Large mammals are even less common than small ones in urban and suburban areas, but they can wreak havoc on a garden close to woods or mountains. The most common large garden pests include deer, moose, and bears.
Deer are infamous for grazing on leaves, stems, and buds of different plants, as well as for eating grass seed. Some gardeners have successfully controlled deer invasion by spreading animal or human hair over freshly seeded grass, or planting shrubs with furry leaves. Fences and motion sensing devices are also effective ways to keep deer out of your garden.
Moose and deer have similar grazing patterns, as well as large, plant-trampling feet. Moose won’t typically travel as far out of the mountains as a deer will, so they are more of a problem for cabin-dwelling gardeners. Try diverting the moose with a salt lick, or putting up a fence.
Bears, also found in more rural locations, eat produce including berries, corn, honey, and melons. They are attracted to birdseed, so it is best to only feed birds when bears are in hibernation. Quickly harvest your fruits and vegetables, and keep all food scraps out of your yard.

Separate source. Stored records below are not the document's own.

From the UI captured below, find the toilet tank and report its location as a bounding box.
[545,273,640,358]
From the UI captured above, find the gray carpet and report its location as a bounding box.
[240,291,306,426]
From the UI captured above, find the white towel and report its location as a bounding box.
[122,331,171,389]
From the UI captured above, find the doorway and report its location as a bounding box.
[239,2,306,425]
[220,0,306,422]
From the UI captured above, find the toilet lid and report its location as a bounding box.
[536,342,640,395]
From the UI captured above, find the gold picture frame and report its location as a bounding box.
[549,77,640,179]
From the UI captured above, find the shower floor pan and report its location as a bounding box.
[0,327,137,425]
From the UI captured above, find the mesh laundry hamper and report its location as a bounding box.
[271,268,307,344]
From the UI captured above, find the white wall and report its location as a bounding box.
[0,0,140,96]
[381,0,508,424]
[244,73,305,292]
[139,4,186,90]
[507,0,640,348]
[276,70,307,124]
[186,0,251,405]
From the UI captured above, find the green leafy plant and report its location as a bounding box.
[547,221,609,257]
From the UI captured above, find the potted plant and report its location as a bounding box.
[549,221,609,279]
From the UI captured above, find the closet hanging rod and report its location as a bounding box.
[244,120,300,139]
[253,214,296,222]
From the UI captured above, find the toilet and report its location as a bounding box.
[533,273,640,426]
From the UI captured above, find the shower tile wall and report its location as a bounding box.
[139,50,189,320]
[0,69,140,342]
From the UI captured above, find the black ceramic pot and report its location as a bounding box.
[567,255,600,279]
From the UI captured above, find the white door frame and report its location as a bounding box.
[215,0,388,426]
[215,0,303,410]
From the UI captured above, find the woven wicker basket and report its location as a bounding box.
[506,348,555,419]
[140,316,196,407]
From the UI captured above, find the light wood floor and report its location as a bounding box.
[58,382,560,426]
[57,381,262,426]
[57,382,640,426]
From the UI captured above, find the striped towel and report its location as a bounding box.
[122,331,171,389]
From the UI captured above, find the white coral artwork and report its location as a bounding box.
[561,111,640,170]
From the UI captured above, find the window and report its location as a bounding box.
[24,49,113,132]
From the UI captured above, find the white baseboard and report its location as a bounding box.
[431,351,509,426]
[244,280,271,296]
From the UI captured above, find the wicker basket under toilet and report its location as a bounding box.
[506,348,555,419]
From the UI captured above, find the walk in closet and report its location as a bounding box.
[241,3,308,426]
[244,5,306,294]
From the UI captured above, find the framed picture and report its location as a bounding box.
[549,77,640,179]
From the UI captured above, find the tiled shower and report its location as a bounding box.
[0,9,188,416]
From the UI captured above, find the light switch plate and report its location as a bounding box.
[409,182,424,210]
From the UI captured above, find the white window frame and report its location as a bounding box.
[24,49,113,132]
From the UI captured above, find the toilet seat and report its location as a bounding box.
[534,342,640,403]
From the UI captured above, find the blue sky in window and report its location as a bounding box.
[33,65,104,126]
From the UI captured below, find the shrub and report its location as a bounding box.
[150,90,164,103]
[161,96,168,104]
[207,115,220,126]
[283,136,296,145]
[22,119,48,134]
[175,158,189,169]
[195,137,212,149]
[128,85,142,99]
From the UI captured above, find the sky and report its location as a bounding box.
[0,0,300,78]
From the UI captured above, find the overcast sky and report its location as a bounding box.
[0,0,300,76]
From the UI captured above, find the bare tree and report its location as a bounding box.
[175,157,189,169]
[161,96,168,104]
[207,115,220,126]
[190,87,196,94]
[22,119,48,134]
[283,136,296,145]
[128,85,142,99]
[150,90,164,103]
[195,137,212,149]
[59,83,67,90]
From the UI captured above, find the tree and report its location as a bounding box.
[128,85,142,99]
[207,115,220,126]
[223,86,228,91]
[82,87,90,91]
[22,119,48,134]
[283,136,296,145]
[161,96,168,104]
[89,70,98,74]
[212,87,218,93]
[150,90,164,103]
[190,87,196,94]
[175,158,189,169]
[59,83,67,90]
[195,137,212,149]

Nothing says springtime like the sound of birds chirping outside your windows. But the same birds that call in the spring may also be stealing your harvest in the fall. Some birds to look out for include
- crown sparrows
However, you don’t have to completely rid your yard of winged creatures. Even the birds that will potentially harm your crop can provide some good benefits to a regular flower garden: hummingbirds, orioles, robins, finches, and buntings help pollinate crops and eat pests, such as slugs.

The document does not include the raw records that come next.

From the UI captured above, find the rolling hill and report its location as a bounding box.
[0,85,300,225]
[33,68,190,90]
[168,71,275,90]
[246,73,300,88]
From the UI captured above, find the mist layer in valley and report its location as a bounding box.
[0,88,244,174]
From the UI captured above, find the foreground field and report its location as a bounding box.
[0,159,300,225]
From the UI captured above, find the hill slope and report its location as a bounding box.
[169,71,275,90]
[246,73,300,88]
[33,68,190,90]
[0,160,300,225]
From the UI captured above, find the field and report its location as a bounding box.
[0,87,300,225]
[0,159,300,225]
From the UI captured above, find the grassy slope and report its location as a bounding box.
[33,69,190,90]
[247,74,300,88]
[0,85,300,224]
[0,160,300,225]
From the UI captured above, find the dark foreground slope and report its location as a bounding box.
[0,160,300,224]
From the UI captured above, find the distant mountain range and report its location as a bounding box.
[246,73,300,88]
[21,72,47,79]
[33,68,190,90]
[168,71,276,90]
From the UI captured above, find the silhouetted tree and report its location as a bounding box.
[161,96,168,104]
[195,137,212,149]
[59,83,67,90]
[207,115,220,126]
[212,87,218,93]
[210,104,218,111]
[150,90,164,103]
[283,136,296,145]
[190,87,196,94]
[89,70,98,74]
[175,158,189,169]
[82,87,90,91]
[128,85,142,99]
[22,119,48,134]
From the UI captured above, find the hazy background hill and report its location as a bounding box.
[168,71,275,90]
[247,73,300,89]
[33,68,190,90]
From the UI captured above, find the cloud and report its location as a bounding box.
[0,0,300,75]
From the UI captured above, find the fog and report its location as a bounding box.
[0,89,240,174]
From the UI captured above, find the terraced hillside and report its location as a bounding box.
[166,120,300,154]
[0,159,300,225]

One way to keep birds at bay that doesn’t include creating a scarecrow, is hiring a pest control company to install spikes on the tops of your fences or bird nets around your enclosures. Or you can try installing birdfeeders to distract them from the food growing on the ground as well.
The types of pests you deal with will depend on the ecosystem you live in, and the plants you are trying to grow. Before it’s time to plant, know what type of wildlife you will be dealing with. Take precautions to control the pests, and your garden will grow without the threat of unfriendly wildlife.